All Etoys versions are based on object-oriented programming languages. Squeak Etoys runs on more than 20 platforms bit-identically. Versions exist written in three programming languages. The original and most widely used is based on Squeak, a dialect of Smalltalk. The second is also based on Squeak, but uses the optional Tweak programming environment instead of Squeak's default Morphic environment. The third is based on Python and is named PataPata [3]. PataPata has been abandoned by its author.

In 2006 and; 2007, the Squeak Morphic version was adapted for distribution on the OLPC XO-1 educational machine, sometimes known as the $100 laptop. Viewpoints Research Institute participates in the One Laptop per Child association, and Etoys is pre-installed on all XO-1 laptops.

The licensing is free and open source.

As of 2010, Etoys 4 conforms to the requirements of free and open source systems, such as the various Linux distributions.
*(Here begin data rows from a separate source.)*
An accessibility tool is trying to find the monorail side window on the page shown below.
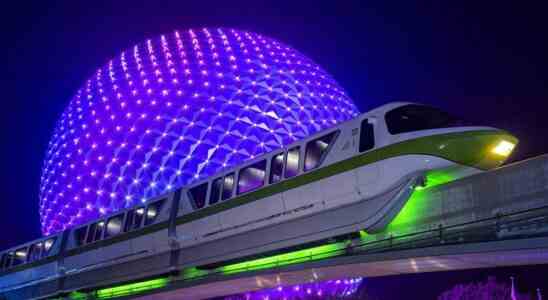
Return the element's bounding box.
[145,199,165,225]
[209,177,223,204]
[221,173,234,201]
[42,237,57,257]
[285,147,301,178]
[360,119,375,152]
[86,221,105,243]
[270,152,284,183]
[74,226,88,246]
[4,252,15,269]
[12,247,28,266]
[105,214,124,237]
[124,207,145,232]
[29,242,44,262]
[189,182,208,208]
[0,253,8,270]
[385,104,464,134]
[238,160,266,194]
[304,131,337,171]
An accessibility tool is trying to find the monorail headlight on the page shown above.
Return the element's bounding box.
[491,140,516,157]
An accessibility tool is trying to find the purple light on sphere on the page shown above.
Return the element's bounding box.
[40,28,358,235]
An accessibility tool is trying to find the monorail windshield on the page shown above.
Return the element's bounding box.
[385,104,464,134]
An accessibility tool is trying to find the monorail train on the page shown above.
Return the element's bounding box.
[0,102,517,299]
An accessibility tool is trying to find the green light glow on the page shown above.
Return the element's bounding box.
[97,278,169,299]
[387,170,456,233]
[69,291,88,300]
[220,242,346,274]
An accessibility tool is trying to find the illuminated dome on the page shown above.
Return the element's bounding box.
[40,29,358,234]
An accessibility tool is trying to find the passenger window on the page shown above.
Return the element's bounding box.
[0,253,10,270]
[86,221,105,243]
[42,238,57,256]
[190,182,208,209]
[238,160,266,194]
[74,226,88,246]
[209,177,223,204]
[145,200,165,226]
[29,242,44,262]
[12,248,28,266]
[124,207,145,232]
[360,119,375,152]
[4,252,15,269]
[222,173,234,201]
[0,254,8,270]
[270,152,284,183]
[105,214,124,237]
[304,131,337,171]
[285,147,301,178]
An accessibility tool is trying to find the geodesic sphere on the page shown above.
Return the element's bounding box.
[40,28,358,234]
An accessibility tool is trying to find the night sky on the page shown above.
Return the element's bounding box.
[0,1,548,299]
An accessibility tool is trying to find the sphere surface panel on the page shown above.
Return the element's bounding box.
[40,28,358,235]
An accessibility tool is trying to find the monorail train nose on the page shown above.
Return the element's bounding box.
[436,128,518,170]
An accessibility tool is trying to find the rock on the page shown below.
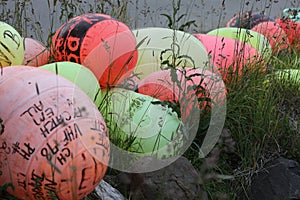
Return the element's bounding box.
[249,158,300,200]
[113,157,207,200]
[83,180,124,200]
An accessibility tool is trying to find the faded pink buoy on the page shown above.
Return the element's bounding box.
[23,38,50,67]
[0,66,110,199]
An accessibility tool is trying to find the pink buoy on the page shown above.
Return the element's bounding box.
[226,11,275,29]
[194,34,262,80]
[51,13,137,88]
[138,68,226,118]
[23,38,50,67]
[251,22,289,55]
[0,66,110,199]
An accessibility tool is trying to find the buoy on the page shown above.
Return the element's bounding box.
[51,13,137,88]
[226,11,275,29]
[194,34,263,81]
[0,66,110,199]
[100,88,183,159]
[207,27,272,57]
[251,21,290,55]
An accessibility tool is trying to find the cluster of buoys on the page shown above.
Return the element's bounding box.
[0,7,299,199]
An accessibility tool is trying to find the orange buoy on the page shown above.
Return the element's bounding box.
[51,13,137,88]
[194,34,263,81]
[0,66,110,199]
[23,38,50,67]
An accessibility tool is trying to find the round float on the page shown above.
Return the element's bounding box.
[0,21,24,67]
[133,27,211,79]
[0,66,110,199]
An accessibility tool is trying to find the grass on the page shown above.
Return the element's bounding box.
[0,0,300,199]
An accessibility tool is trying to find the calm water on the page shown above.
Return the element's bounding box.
[0,0,300,42]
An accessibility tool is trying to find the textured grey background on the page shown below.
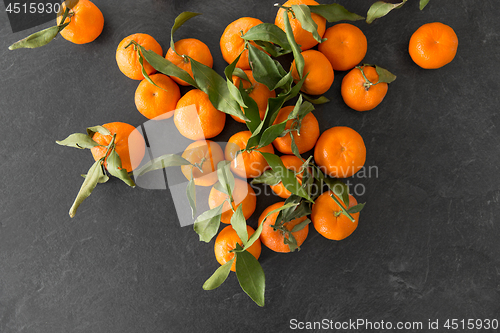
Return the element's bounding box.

In 1996, Apple had released Squeak under their "Squeak license", which did not qualify as fully free software, due to the presence of an indemnity clause. The source code was available and modification was permitted.

In May 2006, Apple relicensed the Squeak core under the Apache 2.0 license, thanks to Steve Jobs, Dan Ingalls, and Alan Kay. Viewpoints Research collected written relicensing agreements from several hundred contributors under the MIT license, and all code in Etoys not explicitly covered by a relicensing agreement was removed, rewritten, or reverted to an earlier version, mostly by Yoshiki Ohshima. Squeak Etoys is now completely free and open source.